Apeksha, can you please remove the testblocker flag from this bugzilla? Also this does not looks like an issue caused by cns, rather looks to be an issue with your setup. Can you make sure your setup is good and running before trying cns-deploy ?
Humble, I had tried this on a fresh setup and as mentioned in the steps to reproduce, before running cns_deploy the nodes were in Ready state. Anyways i am trying it again on the latest build and will update the bug accordingly.
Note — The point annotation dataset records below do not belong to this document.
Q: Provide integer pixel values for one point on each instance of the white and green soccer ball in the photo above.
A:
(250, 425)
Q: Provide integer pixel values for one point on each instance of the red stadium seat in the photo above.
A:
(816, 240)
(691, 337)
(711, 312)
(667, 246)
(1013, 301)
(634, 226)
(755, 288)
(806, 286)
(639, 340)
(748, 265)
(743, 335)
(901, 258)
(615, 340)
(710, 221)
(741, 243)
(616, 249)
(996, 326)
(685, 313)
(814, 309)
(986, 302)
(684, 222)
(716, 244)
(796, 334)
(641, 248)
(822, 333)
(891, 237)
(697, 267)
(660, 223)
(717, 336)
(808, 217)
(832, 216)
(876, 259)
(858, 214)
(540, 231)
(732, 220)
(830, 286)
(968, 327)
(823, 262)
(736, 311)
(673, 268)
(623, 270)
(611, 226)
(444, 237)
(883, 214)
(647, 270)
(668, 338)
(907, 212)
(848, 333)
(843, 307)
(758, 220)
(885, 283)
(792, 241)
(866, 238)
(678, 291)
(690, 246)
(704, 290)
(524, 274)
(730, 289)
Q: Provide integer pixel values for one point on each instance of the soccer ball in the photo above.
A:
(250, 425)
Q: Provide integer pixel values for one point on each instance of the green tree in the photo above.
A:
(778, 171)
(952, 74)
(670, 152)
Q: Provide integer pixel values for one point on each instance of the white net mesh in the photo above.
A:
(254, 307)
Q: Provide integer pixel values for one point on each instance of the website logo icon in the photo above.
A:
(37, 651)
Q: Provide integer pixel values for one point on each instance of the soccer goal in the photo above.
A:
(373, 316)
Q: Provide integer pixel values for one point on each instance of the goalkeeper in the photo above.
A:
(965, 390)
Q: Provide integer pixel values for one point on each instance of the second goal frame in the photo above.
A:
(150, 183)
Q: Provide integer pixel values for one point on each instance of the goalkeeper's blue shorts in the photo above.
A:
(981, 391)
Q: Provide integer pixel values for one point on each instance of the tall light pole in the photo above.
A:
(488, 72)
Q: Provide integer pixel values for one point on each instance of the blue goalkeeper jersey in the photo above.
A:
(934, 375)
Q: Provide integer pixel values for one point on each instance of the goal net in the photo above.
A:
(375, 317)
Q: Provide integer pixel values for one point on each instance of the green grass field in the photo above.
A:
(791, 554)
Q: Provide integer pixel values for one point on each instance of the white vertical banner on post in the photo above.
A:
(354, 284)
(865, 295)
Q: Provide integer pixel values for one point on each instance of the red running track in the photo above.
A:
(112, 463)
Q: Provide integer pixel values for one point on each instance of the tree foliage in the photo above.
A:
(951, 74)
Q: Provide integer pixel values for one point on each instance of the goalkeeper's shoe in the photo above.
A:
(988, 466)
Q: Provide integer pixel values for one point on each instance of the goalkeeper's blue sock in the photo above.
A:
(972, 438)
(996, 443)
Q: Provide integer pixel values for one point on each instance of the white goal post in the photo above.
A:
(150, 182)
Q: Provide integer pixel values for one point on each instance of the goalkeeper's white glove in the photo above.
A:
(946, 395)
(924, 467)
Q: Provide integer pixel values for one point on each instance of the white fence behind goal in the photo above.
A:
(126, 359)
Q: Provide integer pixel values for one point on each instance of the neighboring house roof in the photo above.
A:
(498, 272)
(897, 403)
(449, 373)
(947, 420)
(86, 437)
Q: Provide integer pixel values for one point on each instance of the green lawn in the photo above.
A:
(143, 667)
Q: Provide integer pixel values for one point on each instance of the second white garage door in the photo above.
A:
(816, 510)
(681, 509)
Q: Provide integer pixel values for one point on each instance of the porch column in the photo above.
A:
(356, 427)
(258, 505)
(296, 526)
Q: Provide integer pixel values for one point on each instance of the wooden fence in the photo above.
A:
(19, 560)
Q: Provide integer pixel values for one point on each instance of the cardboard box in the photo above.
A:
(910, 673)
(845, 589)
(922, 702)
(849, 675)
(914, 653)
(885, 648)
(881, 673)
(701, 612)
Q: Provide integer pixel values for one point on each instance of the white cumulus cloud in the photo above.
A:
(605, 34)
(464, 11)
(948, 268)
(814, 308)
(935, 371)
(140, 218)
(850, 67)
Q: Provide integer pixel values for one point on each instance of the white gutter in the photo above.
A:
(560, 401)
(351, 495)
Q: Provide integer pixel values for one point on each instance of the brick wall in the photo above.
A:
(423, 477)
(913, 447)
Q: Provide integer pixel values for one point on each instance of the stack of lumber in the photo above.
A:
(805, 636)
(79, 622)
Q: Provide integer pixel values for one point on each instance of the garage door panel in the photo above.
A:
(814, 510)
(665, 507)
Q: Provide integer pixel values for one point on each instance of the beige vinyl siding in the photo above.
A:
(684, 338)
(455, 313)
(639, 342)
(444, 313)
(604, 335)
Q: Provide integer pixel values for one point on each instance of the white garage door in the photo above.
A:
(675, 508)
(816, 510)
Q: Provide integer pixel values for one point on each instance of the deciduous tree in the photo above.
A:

Hit this issue again on latest builld cns-deploy-4.0.0-9.el7rhgs.x86_64 Before running cns_deploy nodes were in READY state [root@dhcp47-105 ~]# oc get pods NAME READY STATUS RESTARTS AGE aplo-router-1-zh1bz 1/1 Running 0 3h [root@dhcp47-105 ~]# oc get nodes NAME STATUS AGE dhcp46-3.lab.eng.blr.redhat.com Ready,SchedulingDisabled 3h dhcp46-67.lab.eng.blr.redhat.com Ready 3h dhcp47-17.lab.eng.blr.redhat.com Ready 3h dhcp47-185.lab.eng.blr.redhat.com Ready 3h I have kept the setup in same state for debugging
I see the setup. All the service are running as expected. I am not sure what happened at the initial state. I restarted all the atomic-openshift-node service and the state became ready. Just to be sure cleaned up all the gluster stuff and did a gluster create on the cluster. Now everything looks good. [root@dhcp47-105 ~]# oc get pods -w NAME READY STATUS RESTARTS AGE aplo-router-1-fnq00 1/1 Running 0 14m glusterfs-b2sz0 0/1 Running 0 <invalid> glusterfs-b6hcc 0/1 Running 0 <invalid> glusterfs-w1c8v 0/1 Running 0 <invalid> NAME READY STATUS RESTARTS AGE glusterfs-b2sz0 1/1 Running 0 51s glusterfs-w1c8v 1/1 Running 0 51s glusterfs-b6hcc 1/1 Running 0 51s ^C[root@dhcp47-105 ~]oc get nodes NAME STATUS AGE dhcp46-3.lab.eng.blr.redhat.com Ready,SchedulingDisabled 5h dhcp46-67.lab.eng.blr.redhat.com Ready 5h dhcp47-17.lab.eng.blr.redhat.com Ready 5h dhcp47-185.lab.eng.blr.redhat.com Ready 5h
As per inputs given by ashiq, created an OCP bug for the same - https://bugzilla.redhat.com/show_bug.cgi?id=1436536
Talur, I do have a seperate partition in vmware setup: [root@dhcp47-105 ~]# df -h Filesystem Size Used Avail Use% Mounted on /dev/mapper/rhel_dhcp47--183-root 50G 2.1G 48G 5% / devtmpfs 24G 0 24G 0% /dev tmpfs 24G 0 24G 0% /dev/shm tmpfs 24G 17M 24G 1% /run tmpfs 24G 0 24G 0% /sys/fs/cgroup /dev/sdb1 40G 343M 40G 1% /var /dev/sda1 1014M 211M 804M 21% /boot /dev/mapper/rhel_dhcp47--183-home 50G 33M 50G 1% /home tmpfs 4.8G 0 4.8G 0% /run/user/0
We have now confirmed that the issue is consequence of how the VMs were hosted on the hypervisor. The hypervisor was set to a date +0530 ahead of world time. When the nodes started, they did start with wrong time but were corrected by chronyd. When the gluster container started it started systemd in privileged mode which read the hardware clock and reset the system clock and changed many things on the node(for example, nodes rejected certs from master). Hence the NotReady state. We have fixed both the hypervisors now and it seems to be fine. Closing this bug as a configuration issue where the hardware clock on the hypervisor hosting the OpenShift nodes did not have proper time set.